Heute sitze ich mehr denn je zu Hause. Gemessen an „normalen“ Zeiten habe ich weniger Termine in meinem Kalender. Doch zur Ruhe kommen ist ehrlich gesagt nicht möglich. Der Mangel an realer Kommunikation zieht mich zunehmend in die digitale Kommunikation hinein, Twitter, Instagram und seit einer Woche das hippe Clubhouse. Während ich diesen Text schreibe gehe ich mehrmals zurück zu Twitter, um zu schauen was dort geschrieben wurde. Es geht nicht mehr anders. Je mehr Zeit ich im Internet verbringe desto leerer fühle ich mich, desto mehr geht meine Konzentrationsfähigkeit verloren. Ich habe nie weniger über diese Gesellschaft nachgedacht als derzeit.

Die Kommunikation im Digitalen ist ein Kampf. Ein steter Kampf um Aufmerksamkeit und Relevanz. Wer nicht vorkommt ist nicht relevant. Wer nicht wahrgenommen wird der ist nichts wert. Wer sich an Debatten nicht beteiligt, einen Moment nachdenkt, der kommt nicht vor. Der Like Button ist zum neuen Symbol des eigenen Wertes geworden. Dabei stellen die sozialen Netzwerke das „ich“ ins Zentrum unseres Denkens. Alles ist damit persönlich.

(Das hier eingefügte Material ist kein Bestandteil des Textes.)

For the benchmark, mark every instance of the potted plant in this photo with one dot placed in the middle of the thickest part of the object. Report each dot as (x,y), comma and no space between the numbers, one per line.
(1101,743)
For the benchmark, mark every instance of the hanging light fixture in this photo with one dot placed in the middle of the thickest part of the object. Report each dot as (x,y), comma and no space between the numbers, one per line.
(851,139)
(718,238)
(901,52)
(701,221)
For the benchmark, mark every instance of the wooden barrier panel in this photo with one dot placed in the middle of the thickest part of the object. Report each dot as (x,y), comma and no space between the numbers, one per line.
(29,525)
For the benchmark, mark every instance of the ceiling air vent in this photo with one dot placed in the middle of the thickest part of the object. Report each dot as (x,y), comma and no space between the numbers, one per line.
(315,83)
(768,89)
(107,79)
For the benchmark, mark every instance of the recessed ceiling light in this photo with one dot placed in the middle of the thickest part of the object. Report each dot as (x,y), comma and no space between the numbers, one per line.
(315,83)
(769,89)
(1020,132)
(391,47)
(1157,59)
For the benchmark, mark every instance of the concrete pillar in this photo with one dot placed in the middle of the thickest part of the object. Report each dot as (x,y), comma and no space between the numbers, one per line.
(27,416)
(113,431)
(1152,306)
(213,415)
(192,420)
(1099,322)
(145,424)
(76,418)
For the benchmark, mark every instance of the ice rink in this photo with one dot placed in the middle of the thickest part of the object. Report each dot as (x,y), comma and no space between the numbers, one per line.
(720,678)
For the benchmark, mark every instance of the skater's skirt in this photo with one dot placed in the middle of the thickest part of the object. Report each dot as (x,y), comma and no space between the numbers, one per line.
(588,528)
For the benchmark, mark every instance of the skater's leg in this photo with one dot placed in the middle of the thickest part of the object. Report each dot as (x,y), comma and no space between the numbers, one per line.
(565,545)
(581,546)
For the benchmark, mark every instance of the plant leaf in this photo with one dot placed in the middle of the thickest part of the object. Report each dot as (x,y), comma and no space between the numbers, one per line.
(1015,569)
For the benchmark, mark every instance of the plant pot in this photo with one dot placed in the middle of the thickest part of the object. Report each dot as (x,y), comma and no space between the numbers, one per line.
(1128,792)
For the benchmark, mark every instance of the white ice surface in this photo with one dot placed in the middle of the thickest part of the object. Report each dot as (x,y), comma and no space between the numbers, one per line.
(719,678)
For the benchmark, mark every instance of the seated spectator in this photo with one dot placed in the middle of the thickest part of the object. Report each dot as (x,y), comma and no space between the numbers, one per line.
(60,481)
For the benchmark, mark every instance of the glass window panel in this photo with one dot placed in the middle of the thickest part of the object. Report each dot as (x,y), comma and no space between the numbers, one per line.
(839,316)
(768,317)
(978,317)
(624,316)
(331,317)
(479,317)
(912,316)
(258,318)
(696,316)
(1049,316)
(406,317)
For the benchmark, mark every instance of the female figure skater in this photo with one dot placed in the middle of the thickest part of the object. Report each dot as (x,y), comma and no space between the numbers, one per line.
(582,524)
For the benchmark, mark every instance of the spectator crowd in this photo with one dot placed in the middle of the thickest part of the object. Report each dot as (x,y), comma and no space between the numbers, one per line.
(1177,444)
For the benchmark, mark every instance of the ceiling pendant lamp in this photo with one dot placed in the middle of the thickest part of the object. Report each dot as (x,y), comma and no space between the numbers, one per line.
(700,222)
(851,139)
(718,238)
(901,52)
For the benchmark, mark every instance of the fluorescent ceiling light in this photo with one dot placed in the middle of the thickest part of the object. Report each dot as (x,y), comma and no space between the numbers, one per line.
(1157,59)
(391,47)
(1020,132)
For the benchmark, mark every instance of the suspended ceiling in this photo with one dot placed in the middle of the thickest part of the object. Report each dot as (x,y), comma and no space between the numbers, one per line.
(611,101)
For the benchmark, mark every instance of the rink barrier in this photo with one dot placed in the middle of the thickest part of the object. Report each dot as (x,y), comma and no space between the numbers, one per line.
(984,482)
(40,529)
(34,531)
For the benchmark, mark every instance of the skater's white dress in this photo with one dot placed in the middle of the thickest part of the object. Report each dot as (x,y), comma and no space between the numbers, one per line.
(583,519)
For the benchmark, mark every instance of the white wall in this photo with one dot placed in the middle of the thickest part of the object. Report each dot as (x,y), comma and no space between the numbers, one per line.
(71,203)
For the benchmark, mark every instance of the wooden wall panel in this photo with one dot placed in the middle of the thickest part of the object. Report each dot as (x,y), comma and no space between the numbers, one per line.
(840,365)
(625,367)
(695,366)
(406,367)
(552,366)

Viele sehen mit Clubhouse nun eine neue Revolution der Kommunikation herbeiziehen. Man kann Thomas Gottschalk zuhören. Oder Sascha Lobo der sich mit Sophia Thomalla unterhält. Auf dem nächsten Kanal kann man über einen neuen Führungsstil in der Politik debattieren. Auf einmal lässt es sich ganz einfach mit allen möglichen Leuten debattieren und streiten. Es sind genau die gleichen Sätze mit denen wir vor mehr als zehn Jahren mit den sozialen Netzwerken angefangen haben. Wir scheinen aber nichts gelernt zu haben. Wirklich gar nichts. Dabei verstärkt Clubhouse die Effekte der sozialen Netzwerke noch einmal zusätzlich. Bei einem Gespräch bekommt man sekundengenau die Zuschauerzahl angezeigt. Wer nicht performed der verliert, in Sekundenschnelle. Dabei spielt uns das Netzwerk die Illusion einer privaten Konversation vor. Das Gegenteil ist es aber. Mehr denn je geht es bei dem Netzwerk um Reichweite. Durch „Invitation Only“ und „iPhone Only“ ist das Netzwerk exkludierender als alle bisherigen Netzwerke. Eine Debatte vor Publikum, nur über die Tonspur, ist für viele Menschen eine zusätzliche unüberwindbare Hürde.

Seit gestern wird intensiv über einen Auftritt von Bodo Ramelow diskutiert. Ehrlich gesagt eine Nebensächlichkeit. Doch die Menschen diskutieren immer weiter. Es werden die immer gleichen Argumente ausgetauscht. Die Relevanz der Debatte ergibt sich allein aus der Zahl der Zuhörer*innen. Es ist ermüdend, es ist unzufriedenstellend. Nach jeder Diskussion herrscht bei mir eine innere Leere. Das Netzwerk gaukelt einem eine Nähe vor, die es dann nicht liefern kann. Doch die Sucht nach neuer Nähe führt einen wieder zurück zu Clubhouse. Vielleicht ist das alles nicht gesund für uns. Und vielleicht ist es auch nicht gesund für unsere Demokratie.